OCFL Download¶
Anton kann Bestände zusätzlich zu DIP/BagIt im Oxford Common File Layout (OCFL) v1.1 exportieren. OCFL ist eine Storage-Spezifikation für die Langzeitarchivierung: versioniert, prüfsummen-gesichert, Content-Adressing, self-describing. Mehrere Schweizer Langzeitarchive — namentlich UB Basel und das DLZA — erwarten OCFL für die Übergabe.
Verfügbar seit v0.66.0.
Zwei Modi¶
| Modus | Knopf in der Detail-Ansicht | Inhalt |
|---|---|---|
| Einzel-Objekt | "OCFL" | Ein OCFL Object Root mit den Medien dieses Datensatzes |
| Subtree (Bestand) | "OCFL (Bestand)" | Ein OCFL Storage Root (HashedNTupleStorageLayout) mit je einem Object pro Descendant |
Beide Modi liefern ein ZIP zum sofortigen Download. Pro OCFL-Version (v1) enthält jedes Objekt:
data/content/<datei>— die Original-Mediendateienmetadata/ead.xml— vollständige EAD-Beschreibungmetadata/dc/<datei>.xml— DublinCore pro Mediummetadata/anton-import.json— Round-Trip-Payload im Anton-Import-Format
Die Object-ID ist urn:anton:{tenant}-objects-{id} (entspricht dem
full_id des AntonObjects, mit URN-Präfix).
Sichtbarkeit der Knöpfe konfigurieren¶
Wie bei DIP/Word gehören die OCFL-Knöpfe ins Modul module_word_download
der Detail-internal-Form. Die Sichtbarkeit pro Verzeichnungsstufe steuern
zwei Settings:
| Setting | Default | Empfohlen |
|---|---|---|
level_of_description_ids_for_ocfl_download |
leer | [3, 4, 5, 6] (Fonds, Series, File, Item) |
level_of_description_ids_for_ocfl_subtree_download |
leer | [3] (nur Fonds) |
Die Standard-Defaults sind bewusst leer — OCFL ist nur für Archive
sinnvoll, deren Empfänger das Format erwartet.

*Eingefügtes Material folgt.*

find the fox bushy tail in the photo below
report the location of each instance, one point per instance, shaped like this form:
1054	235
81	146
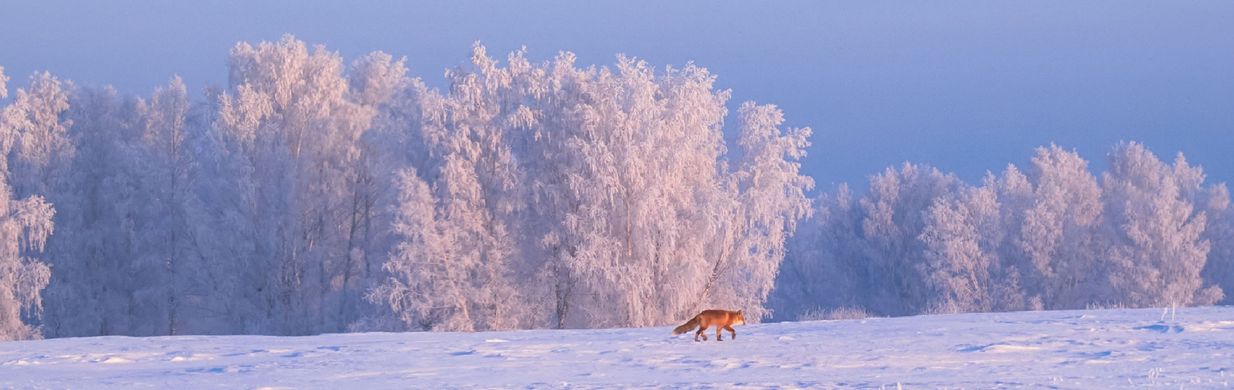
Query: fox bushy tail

Aktivieren über
/settings oder via Tinker.
Adressfeld in der OCFL-Inventory¶
Jede OCFL-Version trägt im inventory.json einen user.address-Eintrag
zur Provenienz. Anton füllt ihn mit dem Tenant-Setting
repository_email (als mailto: URI), Fallback ist eine stabile URN
urn:anton:tenant:{slug}. Damit landen keine personenbezogenen
E-Mail-Adressen im Archivpaket, aber das empfangende Archiv hat einen
Kontaktpunkt.
Validierung¶
Jeder Export läuft durch den offiziellen OCFL-Validator des
ottosmops/ocfl-Pakets
und validiert alle 55/12/13 OCFL-Fixtures der Spec.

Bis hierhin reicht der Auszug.